How was Geek Talent born?

  • A team of ten based at Sunderland Software Centre, Geek Talent was born out of an idea and a realisation that there was a gap in the market and a problem to fix. Our MD Dominic built the initial version of the platform himself, then once he had a viable product turned to investors to help grow the company.
  • Dominic said: “I started Geek Talent because my old job was working for a large multinational investment bank and one of my roles as part of a big IT team was to outsource UK-based software development jobs, project managers, business analysts into Poland and India. So I could see that I was actively outsourcing jobs from the UK into lower-cost regions around the world and I didn’t want to be part of that anymore. It was a realisation that the future of work was changing and thinking about where are students and graduates going to find these opportunities if they’re not in the UK anymore. This is a particular problem when it comes to multinationals as their highest cost base is people and so they look at alternatives to get the cost base down by moving teams around the world.”
  • “I initially put my own money into Geek Talent. If you want to go for investment, investors want to see that you’ve done so far. If you go to them with just an idea, that’s great but they’re going to take a lot more of your business as equity in return for money. I started to build something first which eventually became Geek Talent and the search engine. Because I knew the future of work was changing, I started using remote workers to build the product and ran remote design competitions to test the theory. I then went out and met potential customers who didn’t know me and who I thought had the problem I was trying to solve to got their feedback. On the whole this was very positive with lots of some useful suggestions I then used to help me build a Minimum Viable Product (MVP) which I could then show to potential investors.”
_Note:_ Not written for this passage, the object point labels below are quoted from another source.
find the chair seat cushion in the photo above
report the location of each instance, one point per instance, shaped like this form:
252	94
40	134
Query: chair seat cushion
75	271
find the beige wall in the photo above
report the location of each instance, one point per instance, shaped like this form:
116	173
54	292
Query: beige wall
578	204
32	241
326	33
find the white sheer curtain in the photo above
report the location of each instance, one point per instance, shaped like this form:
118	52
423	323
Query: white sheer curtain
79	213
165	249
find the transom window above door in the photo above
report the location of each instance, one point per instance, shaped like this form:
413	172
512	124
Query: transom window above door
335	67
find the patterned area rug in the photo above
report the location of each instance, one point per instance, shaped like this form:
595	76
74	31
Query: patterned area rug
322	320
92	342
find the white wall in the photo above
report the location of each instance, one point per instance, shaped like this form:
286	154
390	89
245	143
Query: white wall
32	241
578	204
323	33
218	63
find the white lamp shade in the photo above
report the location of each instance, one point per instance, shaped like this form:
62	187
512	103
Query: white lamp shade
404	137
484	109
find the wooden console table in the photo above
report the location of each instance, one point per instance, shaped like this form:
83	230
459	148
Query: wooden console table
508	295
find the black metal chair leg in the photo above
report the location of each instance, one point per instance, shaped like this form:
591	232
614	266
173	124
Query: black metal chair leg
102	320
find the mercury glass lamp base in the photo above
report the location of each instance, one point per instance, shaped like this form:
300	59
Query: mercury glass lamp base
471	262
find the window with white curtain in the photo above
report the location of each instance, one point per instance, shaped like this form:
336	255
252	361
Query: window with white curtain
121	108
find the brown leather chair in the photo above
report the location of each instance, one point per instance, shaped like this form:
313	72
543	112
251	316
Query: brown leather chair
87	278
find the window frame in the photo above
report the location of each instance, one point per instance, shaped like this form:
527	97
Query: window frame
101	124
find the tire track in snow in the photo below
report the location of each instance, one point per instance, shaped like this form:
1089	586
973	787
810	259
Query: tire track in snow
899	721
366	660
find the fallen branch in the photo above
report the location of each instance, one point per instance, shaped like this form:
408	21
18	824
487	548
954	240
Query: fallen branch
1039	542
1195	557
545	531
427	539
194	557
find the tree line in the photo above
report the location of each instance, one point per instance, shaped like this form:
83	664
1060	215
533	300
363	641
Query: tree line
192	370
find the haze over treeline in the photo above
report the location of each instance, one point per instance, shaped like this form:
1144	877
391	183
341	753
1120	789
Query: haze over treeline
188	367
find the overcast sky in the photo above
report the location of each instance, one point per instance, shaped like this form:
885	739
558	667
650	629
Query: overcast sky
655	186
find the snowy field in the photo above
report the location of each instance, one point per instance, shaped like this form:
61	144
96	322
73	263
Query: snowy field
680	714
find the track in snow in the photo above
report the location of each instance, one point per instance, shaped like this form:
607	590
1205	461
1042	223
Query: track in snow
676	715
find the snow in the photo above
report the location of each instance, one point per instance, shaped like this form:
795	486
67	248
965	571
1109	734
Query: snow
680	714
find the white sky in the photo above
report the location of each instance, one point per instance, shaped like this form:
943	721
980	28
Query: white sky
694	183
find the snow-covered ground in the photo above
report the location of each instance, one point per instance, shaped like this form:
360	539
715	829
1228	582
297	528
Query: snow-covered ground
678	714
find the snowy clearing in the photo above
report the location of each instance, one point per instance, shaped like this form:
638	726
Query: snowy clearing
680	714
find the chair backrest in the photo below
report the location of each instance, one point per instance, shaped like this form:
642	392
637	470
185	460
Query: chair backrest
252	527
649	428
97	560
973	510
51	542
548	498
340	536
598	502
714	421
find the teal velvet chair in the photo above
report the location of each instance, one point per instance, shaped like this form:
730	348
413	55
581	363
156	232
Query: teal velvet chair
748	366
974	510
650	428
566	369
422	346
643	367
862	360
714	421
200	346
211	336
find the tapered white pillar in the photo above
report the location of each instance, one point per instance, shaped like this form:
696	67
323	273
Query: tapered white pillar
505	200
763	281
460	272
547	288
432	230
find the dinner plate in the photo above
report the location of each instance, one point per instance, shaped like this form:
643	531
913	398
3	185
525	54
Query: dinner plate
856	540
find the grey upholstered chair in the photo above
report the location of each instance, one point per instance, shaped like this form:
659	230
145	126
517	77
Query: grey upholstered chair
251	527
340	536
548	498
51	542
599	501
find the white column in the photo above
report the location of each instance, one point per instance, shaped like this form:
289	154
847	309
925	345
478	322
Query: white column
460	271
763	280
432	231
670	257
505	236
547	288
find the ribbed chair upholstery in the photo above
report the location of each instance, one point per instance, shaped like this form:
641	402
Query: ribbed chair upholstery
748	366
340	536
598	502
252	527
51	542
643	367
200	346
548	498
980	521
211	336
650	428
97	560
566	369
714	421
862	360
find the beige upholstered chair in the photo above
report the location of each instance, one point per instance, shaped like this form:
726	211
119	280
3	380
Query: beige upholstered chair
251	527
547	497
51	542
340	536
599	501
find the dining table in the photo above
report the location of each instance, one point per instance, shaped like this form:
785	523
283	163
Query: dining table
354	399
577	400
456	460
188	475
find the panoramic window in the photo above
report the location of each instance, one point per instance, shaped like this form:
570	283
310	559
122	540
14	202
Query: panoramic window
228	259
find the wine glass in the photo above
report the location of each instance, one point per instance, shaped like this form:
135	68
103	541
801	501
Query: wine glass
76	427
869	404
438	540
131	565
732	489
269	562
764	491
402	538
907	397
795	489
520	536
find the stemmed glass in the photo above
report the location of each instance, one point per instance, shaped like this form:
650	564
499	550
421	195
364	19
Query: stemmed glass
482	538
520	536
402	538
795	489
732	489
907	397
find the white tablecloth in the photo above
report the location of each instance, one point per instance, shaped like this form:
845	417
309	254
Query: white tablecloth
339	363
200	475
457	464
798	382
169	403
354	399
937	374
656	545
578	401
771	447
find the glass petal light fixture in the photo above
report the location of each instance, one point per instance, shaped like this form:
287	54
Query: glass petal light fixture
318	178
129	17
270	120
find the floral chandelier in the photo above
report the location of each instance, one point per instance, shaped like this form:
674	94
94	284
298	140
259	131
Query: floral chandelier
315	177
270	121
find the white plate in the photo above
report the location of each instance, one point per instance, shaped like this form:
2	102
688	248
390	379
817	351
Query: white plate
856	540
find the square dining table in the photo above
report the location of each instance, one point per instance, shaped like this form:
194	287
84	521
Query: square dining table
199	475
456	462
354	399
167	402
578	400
  • “The first investor I met was on the train, a lady who was a property developer who understood not necessarily the tech side of things but got me and got what I was trying to do with Geek Talent and the overall vision and strategy of the business. She then introduced me to another person who was more in the tech sector and they both invested in the company, helping me to raise a few thousand pounds to start the company. Before that I was paying salaries myself of one of two people because I believed in the idea and because I was doing that, that made the value proposition better for the investors because I’d already put my time and money into the business for around 6-8 months before raising investment. You can do that without spending hundreds of thousands of pounds. The initial prototype was probably built for around ten thousand pounds. So, my advice to anyone with an idea is to go out and build something and then show someone it. Even if you’re not a technical founder, you can do that as well, by finding people to help build it for you.”
  • “The future for Geek Talent is to be a key contributor to solving the skills gap in the UK and the world. If nobody talks about the fact we have a skills gap problem between education and employment, I’ll be a happy man! That’s our vision and that’s our mission so if we can do that over the next few years with partners and other influencers in the system, I’ll be very happy and will probably be doing something else hopefully.”